Nearly six weeks after his surgery, the world’s second recipient of a genetically modified pig heart has died, the University of Maryland announced Tuesday.
Lawrence Faucette, a 58-year-old resident of Frederick, Md., with terminal heart disease, died Monday. He had received the experimental xenotransplant on September 20 at the University of Maryland Medical Center in an eight-hour operation.
After his surgery, the Navy veteran and former vaccine researcher at the National Institutes of Health made “significant progress,” according to a statement issued by hospital officials. He was able to do physical therapy, spend time with his family members and play cards with his wife.
However, in recent days, Faucette’s heart began to show initial signs of organ rejection, though some of the genetic changes made to the heart were meant to reduce the risk of the recipient’s immune system attacking the pig heart.
“We mourn the loss of Mr. Faucette, a remarkable patient, scientist, Navy veteran, and family man who just wanted a little more time to spend with his loving wife, sons, and family,” said Bartley Griffith, director of the cardiac transplant program at UMMC.

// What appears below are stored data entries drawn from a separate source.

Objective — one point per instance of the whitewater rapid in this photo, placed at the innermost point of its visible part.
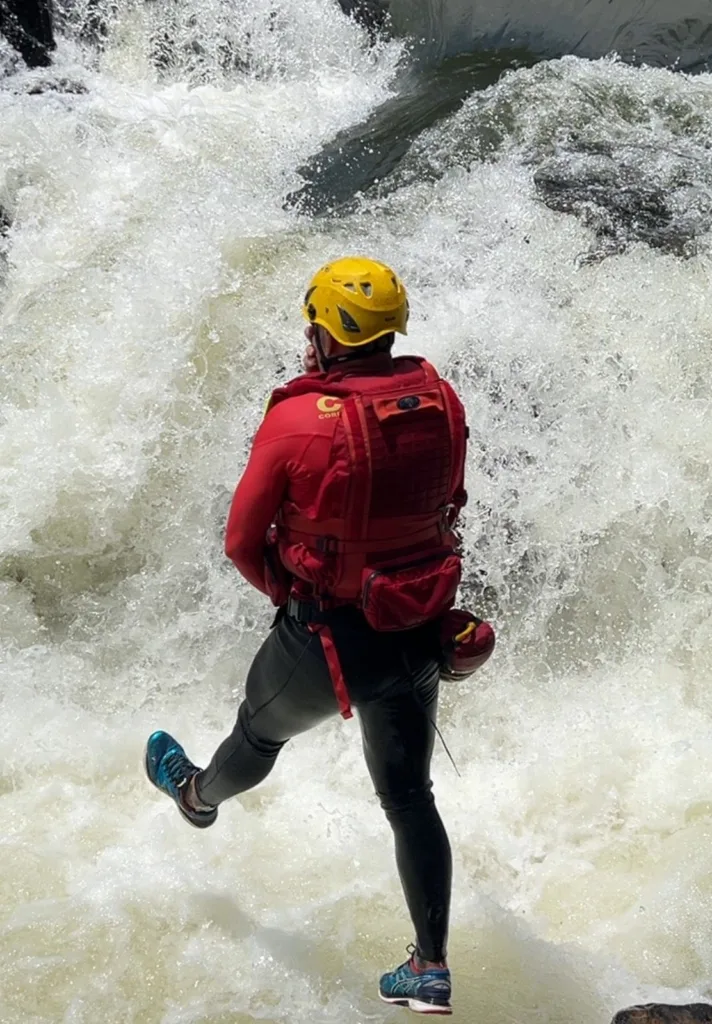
(150, 291)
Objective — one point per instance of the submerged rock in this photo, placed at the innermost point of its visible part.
(628, 196)
(663, 1013)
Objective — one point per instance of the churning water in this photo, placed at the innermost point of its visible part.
(150, 298)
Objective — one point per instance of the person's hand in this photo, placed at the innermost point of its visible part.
(308, 359)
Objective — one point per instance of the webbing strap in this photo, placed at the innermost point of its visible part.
(334, 666)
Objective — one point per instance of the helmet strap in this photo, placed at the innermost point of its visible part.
(327, 361)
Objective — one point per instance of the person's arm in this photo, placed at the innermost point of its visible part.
(256, 500)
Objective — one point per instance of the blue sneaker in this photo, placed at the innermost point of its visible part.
(424, 989)
(170, 771)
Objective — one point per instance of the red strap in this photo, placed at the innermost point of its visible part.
(457, 438)
(334, 665)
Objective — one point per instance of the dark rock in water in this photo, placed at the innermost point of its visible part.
(662, 1013)
(27, 25)
(627, 197)
(663, 33)
(64, 85)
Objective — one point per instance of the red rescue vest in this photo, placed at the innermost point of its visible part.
(379, 534)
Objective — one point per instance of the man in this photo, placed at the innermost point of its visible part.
(344, 516)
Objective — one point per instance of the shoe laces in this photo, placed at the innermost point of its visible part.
(176, 767)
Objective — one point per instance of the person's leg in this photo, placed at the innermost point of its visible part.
(288, 691)
(398, 734)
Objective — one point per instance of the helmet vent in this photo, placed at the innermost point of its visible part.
(347, 322)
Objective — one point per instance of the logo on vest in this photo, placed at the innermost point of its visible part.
(328, 407)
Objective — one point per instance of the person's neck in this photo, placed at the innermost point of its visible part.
(379, 363)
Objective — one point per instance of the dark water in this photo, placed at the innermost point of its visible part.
(369, 153)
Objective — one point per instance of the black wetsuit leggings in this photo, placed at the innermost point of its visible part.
(392, 682)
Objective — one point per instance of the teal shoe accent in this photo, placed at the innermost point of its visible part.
(425, 990)
(170, 770)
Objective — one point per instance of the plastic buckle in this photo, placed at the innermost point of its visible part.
(328, 545)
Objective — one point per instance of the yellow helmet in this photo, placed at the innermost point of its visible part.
(357, 300)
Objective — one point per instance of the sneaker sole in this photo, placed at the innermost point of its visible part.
(191, 821)
(417, 1006)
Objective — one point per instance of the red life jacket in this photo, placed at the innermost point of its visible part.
(389, 494)
(379, 534)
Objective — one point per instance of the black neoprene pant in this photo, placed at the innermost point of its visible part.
(392, 681)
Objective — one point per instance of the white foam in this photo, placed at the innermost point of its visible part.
(154, 286)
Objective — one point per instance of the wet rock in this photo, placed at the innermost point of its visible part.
(27, 25)
(627, 197)
(663, 1013)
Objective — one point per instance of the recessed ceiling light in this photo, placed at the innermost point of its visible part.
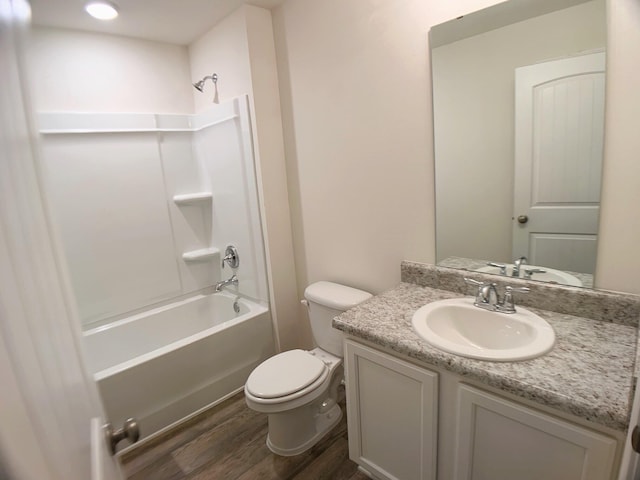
(102, 10)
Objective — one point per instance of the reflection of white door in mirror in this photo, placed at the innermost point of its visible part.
(558, 161)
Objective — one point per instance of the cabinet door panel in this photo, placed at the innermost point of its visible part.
(501, 440)
(392, 412)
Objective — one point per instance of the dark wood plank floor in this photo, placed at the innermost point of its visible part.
(228, 442)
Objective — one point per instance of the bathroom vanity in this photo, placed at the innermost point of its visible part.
(416, 412)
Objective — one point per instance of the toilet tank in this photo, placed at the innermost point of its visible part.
(327, 300)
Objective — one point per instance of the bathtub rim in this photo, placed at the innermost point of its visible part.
(256, 308)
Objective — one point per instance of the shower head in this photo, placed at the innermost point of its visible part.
(199, 85)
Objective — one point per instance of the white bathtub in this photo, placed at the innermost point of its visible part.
(164, 364)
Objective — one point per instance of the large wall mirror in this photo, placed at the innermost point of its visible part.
(518, 93)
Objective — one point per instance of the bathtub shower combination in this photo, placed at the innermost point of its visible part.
(144, 205)
(164, 364)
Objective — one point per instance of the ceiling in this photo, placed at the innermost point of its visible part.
(172, 21)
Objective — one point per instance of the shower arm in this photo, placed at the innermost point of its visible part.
(199, 85)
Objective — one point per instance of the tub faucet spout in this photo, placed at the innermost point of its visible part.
(232, 281)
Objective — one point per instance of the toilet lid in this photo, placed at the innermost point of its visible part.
(284, 374)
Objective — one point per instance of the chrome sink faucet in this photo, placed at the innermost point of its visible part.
(517, 264)
(487, 296)
(232, 281)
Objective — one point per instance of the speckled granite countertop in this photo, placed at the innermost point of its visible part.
(589, 373)
(473, 264)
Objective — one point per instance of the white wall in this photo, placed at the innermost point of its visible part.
(618, 259)
(241, 51)
(355, 87)
(85, 72)
(474, 111)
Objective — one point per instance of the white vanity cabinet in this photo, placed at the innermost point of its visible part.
(393, 416)
(501, 440)
(392, 409)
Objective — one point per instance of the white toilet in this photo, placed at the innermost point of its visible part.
(298, 389)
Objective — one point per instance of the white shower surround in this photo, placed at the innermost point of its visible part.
(161, 346)
(112, 178)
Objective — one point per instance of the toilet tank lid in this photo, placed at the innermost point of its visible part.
(334, 295)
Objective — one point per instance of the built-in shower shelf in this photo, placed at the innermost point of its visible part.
(192, 198)
(201, 255)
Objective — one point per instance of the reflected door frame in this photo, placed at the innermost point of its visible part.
(559, 130)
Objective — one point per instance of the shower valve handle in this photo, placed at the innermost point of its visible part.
(231, 257)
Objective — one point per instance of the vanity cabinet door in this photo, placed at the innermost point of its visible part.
(392, 415)
(501, 440)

When Faucette came to UMMC, he was in end-stage heart failure and his heart stopped twice before the surgery. He required resuscitation shortly before the surgery. He was deemed ineligible for a traditional heart transplant and on September 15, the Food and Drug Administration granted emergency authorization for the experimental surgery.
Last year, the same medical team performed the procedure for the first time on a 57-year-old patient named David Bennett. But after 40 days of improvement, he took a turn for the worse and died not long after, two months after the xenotransplant — possibly from an infection caused by a pig virus.
The hearts used in both xenotransplants came from pigs that have been genetically engineered by a biotech company called Revivicor, which sees xenotransplantation as a solution to the shortage of human organ donors. They have 10 changes to their DNA to make their organs better suited to residing within a human body, which include inactivating a growth gene — so the porcine heart won’t continue to expand after transplantation — and removing molecules most likely to provoke an immune attack.
The medical team said it hopes to learn from the experiences of both men in order to identify factors that can be prevented in future transplants.
Faucette’s wife, Ann, said in a statement that “he never imagined he would survive as long as he did, or provide as much data to the xenotransplant program. He was a man always thinking of others, especially myself and his two sons.”
The family, she said, looks forward to advancement and success in the field of xenotransplantation.